Experimental News Clipping Site

Alerts: CISA Adds Two Known Exploited Vulnerabilities to Catalog

by

Kurt Seifried
in

Source URL: https://www.cisa.gov/news-events/alerts/2025/02/12/cisa-adds-two-known-exploited-vulnerabilities-catalog
Source: Alerts
Title: CISA Adds Two Known Exploited Vulnerabilities to Catalog

Feedly Summary: CISA has added two new vulnerabilities to its Known Exploited Vulnerabilities Catalog, based on evidence of active exploitation.

CVE-2025-24200 Apple iOS and iPadOS Incorrect Authorization Vulnerability
CVE-2024-41710 Mitel SIP Phones Argument Injection Vulnerability

These types of vulnerabilities are frequent attack vectors for malicious cyber actors and pose significant risks to the federal enterprise.
Binding Operational Directive (BOD) 22-01: Reducing the Significant Risk of Known Exploited Vulnerabilities established the Known Exploited Vulnerabilities Catalog as a living list of known Common Vulnerabilities and Exposures (CVEs) that carry significant risk to the federal enterprise. BOD 22-01 requires Federal Civilian Executive Branch (FCEB) agencies to remediate identified vulnerabilities by the due date to protect FCEB networks against active threats. See the BOD 22-01 Fact Sheet for more information.
Although BOD 22-01 only applies to FCEB agencies, CISA strongly urges all organizations to reduce their exposure to cyberattacks by prioritizing timely remediation of Catalog vulnerabilities as part of their vulnerability management practice. CISA will continue to add vulnerabilities to the catalog that meet the specified criteria.

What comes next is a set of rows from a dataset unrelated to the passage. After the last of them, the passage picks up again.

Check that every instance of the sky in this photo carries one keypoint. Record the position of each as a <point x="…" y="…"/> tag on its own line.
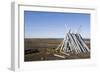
<point x="52" y="24"/>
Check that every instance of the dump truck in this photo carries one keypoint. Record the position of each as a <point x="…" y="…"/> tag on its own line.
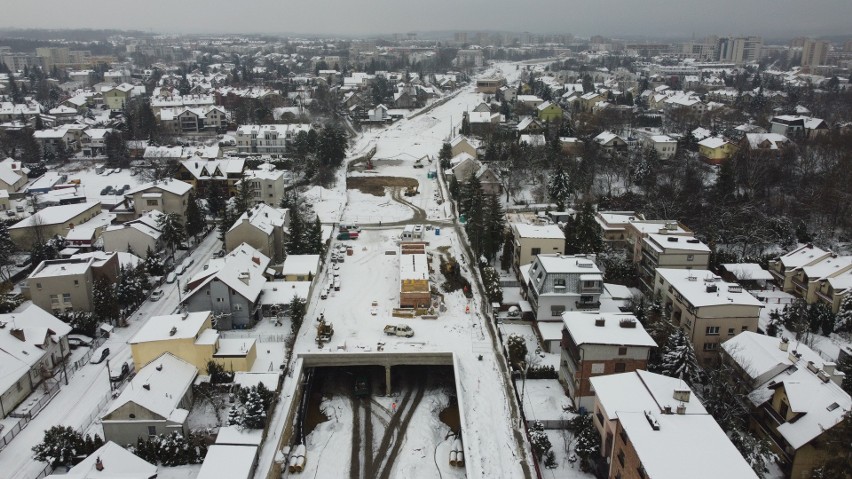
<point x="399" y="330"/>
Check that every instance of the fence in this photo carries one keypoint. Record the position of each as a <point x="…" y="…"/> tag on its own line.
<point x="28" y="416"/>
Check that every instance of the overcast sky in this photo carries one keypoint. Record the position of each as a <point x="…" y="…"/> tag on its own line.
<point x="654" y="18"/>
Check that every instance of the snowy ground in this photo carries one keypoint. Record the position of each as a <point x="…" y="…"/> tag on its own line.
<point x="80" y="404"/>
<point x="370" y="275"/>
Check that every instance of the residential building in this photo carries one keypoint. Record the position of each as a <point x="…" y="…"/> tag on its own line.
<point x="531" y="240"/>
<point x="664" y="145"/>
<point x="67" y="285"/>
<point x="301" y="267"/>
<point x="794" y="394"/>
<point x="167" y="196"/>
<point x="268" y="139"/>
<point x="264" y="228"/>
<point x="13" y="175"/>
<point x="597" y="343"/>
<point x="784" y="267"/>
<point x="266" y="183"/>
<point x="230" y="287"/>
<point x="650" y="426"/>
<point x="414" y="285"/>
<point x="110" y="460"/>
<point x="191" y="337"/>
<point x="225" y="173"/>
<point x="52" y="221"/>
<point x="715" y="149"/>
<point x="670" y="251"/>
<point x="33" y="344"/>
<point x="138" y="236"/>
<point x="814" y="53"/>
<point x="556" y="283"/>
<point x="706" y="308"/>
<point x="157" y="401"/>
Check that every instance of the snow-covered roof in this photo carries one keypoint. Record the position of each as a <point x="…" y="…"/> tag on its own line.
<point x="117" y="463"/>
<point x="263" y="217"/>
<point x="167" y="378"/>
<point x="53" y="215"/>
<point x="300" y="264"/>
<point x="661" y="243"/>
<point x="242" y="270"/>
<point x="577" y="264"/>
<point x="668" y="450"/>
<point x="538" y="231"/>
<point x="802" y="256"/>
<point x="640" y="391"/>
<point x="703" y="288"/>
<point x="224" y="461"/>
<point x="747" y="271"/>
<point x="175" y="187"/>
<point x="621" y="329"/>
<point x="713" y="142"/>
<point x="159" y="328"/>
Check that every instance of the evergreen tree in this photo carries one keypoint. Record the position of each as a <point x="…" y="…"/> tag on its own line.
<point x="297" y="310"/>
<point x="194" y="217"/>
<point x="254" y="413"/>
<point x="559" y="188"/>
<point x="295" y="243"/>
<point x="171" y="231"/>
<point x="105" y="304"/>
<point x="679" y="359"/>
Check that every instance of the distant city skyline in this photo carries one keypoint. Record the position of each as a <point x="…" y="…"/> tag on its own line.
<point x="649" y="18"/>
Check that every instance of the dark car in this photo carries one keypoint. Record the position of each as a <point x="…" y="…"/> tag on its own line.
<point x="99" y="355"/>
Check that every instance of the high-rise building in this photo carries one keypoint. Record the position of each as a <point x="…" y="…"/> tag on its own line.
<point x="814" y="53"/>
<point x="739" y="50"/>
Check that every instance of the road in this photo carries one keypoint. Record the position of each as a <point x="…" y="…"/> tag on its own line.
<point x="76" y="405"/>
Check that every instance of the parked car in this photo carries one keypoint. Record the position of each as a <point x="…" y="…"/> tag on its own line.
<point x="399" y="330"/>
<point x="99" y="355"/>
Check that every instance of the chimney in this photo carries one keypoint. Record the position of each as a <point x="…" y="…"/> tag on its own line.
<point x="682" y="395"/>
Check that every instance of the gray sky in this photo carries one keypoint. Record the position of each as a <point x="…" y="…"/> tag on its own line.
<point x="669" y="18"/>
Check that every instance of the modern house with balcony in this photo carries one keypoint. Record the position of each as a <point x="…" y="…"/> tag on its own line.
<point x="794" y="397"/>
<point x="556" y="283"/>
<point x="596" y="344"/>
<point x="672" y="252"/>
<point x="706" y="308"/>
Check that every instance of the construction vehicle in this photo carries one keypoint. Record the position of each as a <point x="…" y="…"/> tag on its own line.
<point x="325" y="330"/>
<point x="399" y="330"/>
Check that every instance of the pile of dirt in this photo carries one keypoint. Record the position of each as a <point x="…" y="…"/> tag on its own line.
<point x="375" y="185"/>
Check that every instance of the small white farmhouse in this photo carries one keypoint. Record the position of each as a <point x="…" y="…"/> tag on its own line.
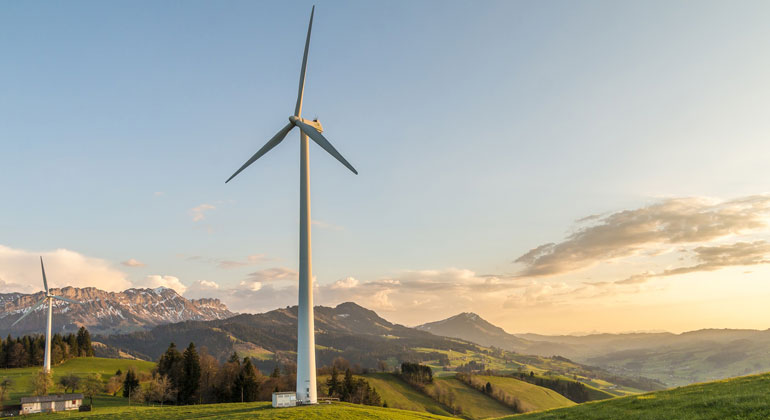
<point x="284" y="399"/>
<point x="51" y="403"/>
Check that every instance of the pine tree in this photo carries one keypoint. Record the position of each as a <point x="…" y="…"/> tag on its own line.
<point x="247" y="382"/>
<point x="347" y="386"/>
<point x="191" y="375"/>
<point x="130" y="383"/>
<point x="84" y="343"/>
<point x="333" y="383"/>
<point x="170" y="364"/>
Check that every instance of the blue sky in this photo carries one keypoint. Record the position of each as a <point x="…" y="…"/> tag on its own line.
<point x="481" y="130"/>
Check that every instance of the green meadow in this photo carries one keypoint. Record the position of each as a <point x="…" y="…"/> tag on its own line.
<point x="238" y="411"/>
<point x="81" y="366"/>
<point x="741" y="398"/>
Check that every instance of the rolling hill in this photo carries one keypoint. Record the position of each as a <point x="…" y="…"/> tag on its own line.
<point x="741" y="398"/>
<point x="471" y="327"/>
<point x="81" y="366"/>
<point x="243" y="411"/>
<point x="532" y="397"/>
<point x="671" y="359"/>
<point x="347" y="330"/>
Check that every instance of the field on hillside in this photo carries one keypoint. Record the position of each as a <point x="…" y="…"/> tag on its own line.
<point x="739" y="398"/>
<point x="473" y="403"/>
<point x="80" y="366"/>
<point x="546" y="367"/>
<point x="242" y="411"/>
<point x="532" y="397"/>
<point x="398" y="394"/>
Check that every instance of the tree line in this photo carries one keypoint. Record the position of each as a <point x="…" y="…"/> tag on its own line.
<point x="29" y="350"/>
<point x="356" y="391"/>
<point x="509" y="400"/>
<point x="575" y="391"/>
<point x="195" y="377"/>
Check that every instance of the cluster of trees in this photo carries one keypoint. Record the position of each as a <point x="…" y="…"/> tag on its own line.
<point x="415" y="373"/>
<point x="472" y="367"/>
<point x="195" y="377"/>
<point x="511" y="401"/>
<point x="29" y="350"/>
<point x="356" y="391"/>
<point x="445" y="395"/>
<point x="575" y="391"/>
<point x="42" y="384"/>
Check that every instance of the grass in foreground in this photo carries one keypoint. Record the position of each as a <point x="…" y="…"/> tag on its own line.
<point x="242" y="411"/>
<point x="742" y="398"/>
<point x="80" y="366"/>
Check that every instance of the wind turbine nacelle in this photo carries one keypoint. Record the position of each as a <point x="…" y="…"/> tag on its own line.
<point x="313" y="123"/>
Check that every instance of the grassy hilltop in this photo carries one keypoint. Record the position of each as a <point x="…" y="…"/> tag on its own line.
<point x="242" y="411"/>
<point x="741" y="398"/>
<point x="81" y="366"/>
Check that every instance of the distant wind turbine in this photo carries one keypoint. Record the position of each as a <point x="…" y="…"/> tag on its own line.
<point x="306" y="373"/>
<point x="47" y="299"/>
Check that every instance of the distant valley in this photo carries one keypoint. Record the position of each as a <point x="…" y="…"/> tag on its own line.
<point x="141" y="322"/>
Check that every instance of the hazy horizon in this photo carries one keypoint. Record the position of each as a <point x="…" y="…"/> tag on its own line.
<point x="559" y="167"/>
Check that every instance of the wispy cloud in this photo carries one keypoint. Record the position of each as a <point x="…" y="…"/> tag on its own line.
<point x="676" y="221"/>
<point x="712" y="258"/>
<point x="250" y="260"/>
<point x="20" y="271"/>
<point x="198" y="213"/>
<point x="157" y="280"/>
<point x="132" y="263"/>
<point x="224" y="263"/>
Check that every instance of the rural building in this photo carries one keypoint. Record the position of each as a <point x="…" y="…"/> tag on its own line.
<point x="284" y="399"/>
<point x="51" y="403"/>
<point x="10" y="410"/>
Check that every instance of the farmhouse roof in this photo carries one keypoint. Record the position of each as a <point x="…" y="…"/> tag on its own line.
<point x="48" y="398"/>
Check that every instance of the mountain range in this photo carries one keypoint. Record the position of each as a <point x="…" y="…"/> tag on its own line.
<point x="142" y="322"/>
<point x="107" y="312"/>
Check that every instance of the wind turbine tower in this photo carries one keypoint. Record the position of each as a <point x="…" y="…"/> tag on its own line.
<point x="48" y="299"/>
<point x="306" y="371"/>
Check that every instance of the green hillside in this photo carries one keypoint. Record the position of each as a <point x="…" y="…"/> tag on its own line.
<point x="239" y="411"/>
<point x="739" y="398"/>
<point x="532" y="397"/>
<point x="398" y="394"/>
<point x="80" y="366"/>
<point x="471" y="402"/>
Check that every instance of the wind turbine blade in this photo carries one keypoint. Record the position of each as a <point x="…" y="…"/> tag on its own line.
<point x="321" y="140"/>
<point x="66" y="299"/>
<point x="32" y="309"/>
<point x="266" y="148"/>
<point x="45" y="282"/>
<point x="298" y="108"/>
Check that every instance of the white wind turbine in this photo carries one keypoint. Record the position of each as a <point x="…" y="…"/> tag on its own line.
<point x="47" y="299"/>
<point x="306" y="373"/>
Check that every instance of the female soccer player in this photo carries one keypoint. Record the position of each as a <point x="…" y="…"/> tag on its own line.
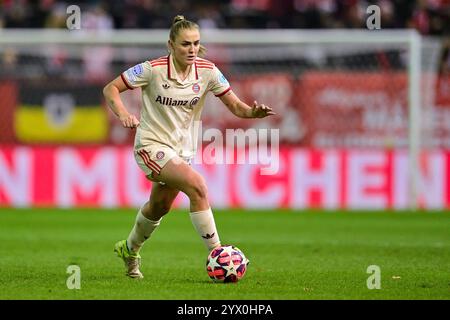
<point x="174" y="88"/>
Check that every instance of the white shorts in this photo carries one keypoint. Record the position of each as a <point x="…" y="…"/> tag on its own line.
<point x="153" y="157"/>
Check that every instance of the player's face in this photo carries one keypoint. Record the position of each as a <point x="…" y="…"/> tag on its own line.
<point x="186" y="46"/>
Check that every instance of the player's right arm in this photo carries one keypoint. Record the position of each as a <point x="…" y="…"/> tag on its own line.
<point x="111" y="92"/>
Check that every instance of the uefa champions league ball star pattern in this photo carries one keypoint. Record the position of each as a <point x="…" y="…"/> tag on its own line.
<point x="226" y="264"/>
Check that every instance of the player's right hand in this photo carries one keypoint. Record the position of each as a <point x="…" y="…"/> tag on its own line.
<point x="129" y="121"/>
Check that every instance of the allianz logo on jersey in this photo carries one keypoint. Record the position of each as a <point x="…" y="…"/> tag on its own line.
<point x="168" y="101"/>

AI Summary and Description: Yes

Summary: The text discusses two newly added vulnerabilities in the CISA Known Exploited Vulnerabilities Catalog, signaling active exploitation that poses risks primarily to federal networks. It emphasizes the need for remediation in alignment with Binding Operational Directive 22-01, which mandates such actions for Federal Civilian Executive Branch agencies, while encouraging broader organizational compliance.

Detailed Description:

– **New Vulnerabilities Added**:
– **CVE-2025-24200**: Represents an Incorrect Authorization Vulnerability in Apple iOS and iPadOS.
– **CVE-2024-41710**: Concerns an Argument Injection Vulnerability found in Mitel SIP Phones.

– **Risk Assessment**:
– These vulnerabilities serve as common attack vectors exploited by malicious cyber actors, highlighting a significant threat landscape.
– They pose substantial operational risks to federal enterprises, necessitating prompt and effective mitigation efforts.

– **Binding Operational Directive (BOD) 22-01**:
– This directive establishes the Known Exploited Vulnerabilities Catalog, advocating for the continuous updating and management of known vulnerabilities that threaten the federal sector.
– BOD 22-01 enforces a requirement for Federal Civilian Executive Branch (FCEB) agencies to remediate identified vulnerabilities by defined deadlines to safeguard their networks from ongoing cyber threats.

– **Recommendations for Organizations**:
– While BOD 22-01 focuses on federal agencies, CISA strongly recommends that all organizations adopt robust vulnerability management practices to mitigate exposure to potential cyberattacks.
– Promptly addressing vulnerabilities listed in the Catalog can significantly enhance an organization’s cybersecurity posture.

– **Future Updates**:
– CISA plans to expand the catalog by continuously adding vulnerabilities that meet defined criteria, which can further inform organizations’ security strategies.

This content is crucial for security and compliance professionals, as it highlights the importance of maintaining an updated understanding of vulnerabilities and compliance mandates, particularly within federal and broader organizational contexts. Regular threat assessments and prompt remediation are vital for enhanced resilience against cyber threats.